Now for the last and perhaps most important point, what is the SR? In English, it's a matrix where each entry gives you value containing information about the current occupancy of state (e.g. is the state now $s$ equal to $s'$, if so add a value of 1). Add to this a discounted (via $\gamma$) future occupancy: $\sum_a \pi(a|s) \sum_{s''}P(s''|s,a) M_{\pi}(s'', s')$, so if we consider the SR for a single timestep: \[ M_{\pi}(s, s') = \mathbb{I}\big[s=s'\big] + \gamma \sum_{a \in A} \pi(a|s) \sum_{s'' \in S} P(s''|s, a)M_{\pi}(s'', s') \; \; \; \; (15) \] and the real gem in equation (15), is the recursion. By noting this recursion we can understand it to encode information for all future steps / time points.
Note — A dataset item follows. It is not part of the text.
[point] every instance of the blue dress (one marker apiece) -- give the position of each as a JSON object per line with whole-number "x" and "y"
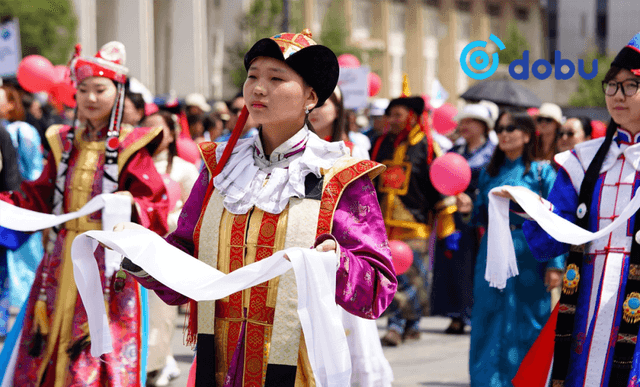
{"x": 22, "y": 263}
{"x": 507, "y": 322}
{"x": 605, "y": 267}
{"x": 452, "y": 292}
OK, I may or may not expand on this in the future, but for now, I hope this is somewhat helpful.

References

Sutton, R. S., & Barto, A. G. (2018). Reinforcement Learning: An Introduction. MIT Press. http://incompleteideas.net/book/the-book.html
Dayan, P. (1993). Using general value functions to represent knowledge. In Proceedings of the 14th Annual Conference on Neural Information Processing Systems (pp. 1123-1129).
Gershman, S. (2018). The Successor Representation: Its Computational Logic and Neural Substrates J. Neurosci, 38(33):7193-7200.